Top 5 Tips for a Successful Law School Application
This time last year, I was stressing over the final details of my law school application and preparing to submit it. Since some of you may be thinking of applying to law school, I figured I would give some tips on putting together a successful application.
1. Accumulate volunteer experience and extracurriculars. Start early.
While the two biggest factors for getting into law school are your GPA and LSAT, extracurriculars can also play a significant role. If you are right on the cusp of being admitted, and you have impressive work/extracurricular experience, that might be the thing that gets you in.
My GPA and LSAT score were pretty good, but probably not spectacular enough to get me into UVic Law on their own.
Luckily, I had started accumulating volunteer experience early. I began volunteering with Student Recruitment in the first year of my undergrad, I got involved with my course union, and I had a part-time job throughout my entire degree.
2. Give yourself time to prepare for the LSAT, and find a study method that works for you
This is a rule that I didn’t follow, and I definitely should have. I didn’t start preparing for my LSAT until two weeks before the test… whoops. That meant that LSAT studying basically took over my life for those two weeks, and stress levels were high. If you start early, you will be more relaxed and probably better prepared for the exam. I’ve heard that a good time frame is two months to prepare.
For my LSAT studying, I used Powerscore’s “Logic Games Bible” and “Logical Reasoning Bible”. These books were helpful because there were lessons at the beginning of the chapter, then lots of worksheets (with answer keys) to practice the skills and principles you just learned. I didn’t take an LSAT prep course, but depending on your learning style that might be a good option.

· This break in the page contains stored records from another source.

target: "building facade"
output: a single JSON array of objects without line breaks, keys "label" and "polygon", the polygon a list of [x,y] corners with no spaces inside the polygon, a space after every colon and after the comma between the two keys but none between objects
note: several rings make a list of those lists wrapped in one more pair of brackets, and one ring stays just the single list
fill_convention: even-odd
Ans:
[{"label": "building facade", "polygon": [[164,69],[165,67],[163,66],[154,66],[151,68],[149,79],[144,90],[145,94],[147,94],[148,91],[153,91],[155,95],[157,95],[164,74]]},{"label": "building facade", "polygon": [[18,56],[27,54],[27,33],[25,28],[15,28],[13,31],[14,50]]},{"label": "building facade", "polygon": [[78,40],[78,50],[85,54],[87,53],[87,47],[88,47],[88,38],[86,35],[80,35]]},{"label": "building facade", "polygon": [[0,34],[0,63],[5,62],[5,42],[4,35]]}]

3. Set yourself apart in your personal statement
The personal statement portion of your law school application is your time to shine. Show the admissions team what makes you special!
In the admissions process, the admissions committee reads hundreds of personal statements, and these essays probably start to seem pretty repetitive. Try to avoid writing about cliché topics, such as wanting to change the world for the better or save the environment UNLESS you can show past actions that demonstrate your passion, like volunteer or work experience. Otherwise it may seem insincere, even if your intentions are good.
For my personal statement, I used an anecdote to introduce a theme that formed the foundation of my essay. The theme of my personal statement was the concept of identity, and I introduced the topic by writing about my time visiting ancient archaeological sites in Greece last summer.
In my essay, I discussed certain elements of my identity, such as my Métis background, leadership qualities, and being a woman. Try to emphasize what makes you exceptional, and why you would be a good fit for the law school. If you have had any sort of unique experiences, such as a semester abroad or a volunteer opportunity, or there are any traits that set you apart, use those in your statement.
UVic Law has specific requirements for personal statements, which can be found on the Law Admissions webpage.
Here are some examples of personal statements.
4. Apply early.
For UVic Law, application opens September 1st. I’ve heard from past students that the earlier you apply, the easier it is to get in.
If you apply early and meet the entrance requirements, you might get accepted fairly quickly. If you apply closer to the deadline, however, there are fewer spots to give out, and you will probably be competing with more people. Also, it may take longer to hear whether you’ve been accepted. I applied at the end of November last year, and didn’t get my acceptance until February.
5. Don’t be discouraged if you don’t get in on your first try.
Getting into law school can be fairly competitive, so try not to be too hard on yourself if you don’t get in the first time. I have a good friend in my class who applied to UVic 3 times before she got accepted into the program.
If you don’t get in at first, try getting some more volunteer or work experience, or take the LSAT again if you weren’t happy with your initial score. I had an entire game plan for if I didn’t get in, which included applying for internships and studying more for the LSAT. If law school is something you really want, it’s worth not giving up on!
Although I’m no expert in law school admissions, I learned a few things in my application process, both in trial by error (should have given myself more time for that LSAT studying…) and tips from current/past law students.
Hopefully some of you found this useful, and good luck if you’re applying to law school in the near future! FYI UVic Law’s deadline is January 15th.
May the odds be ever in your favour.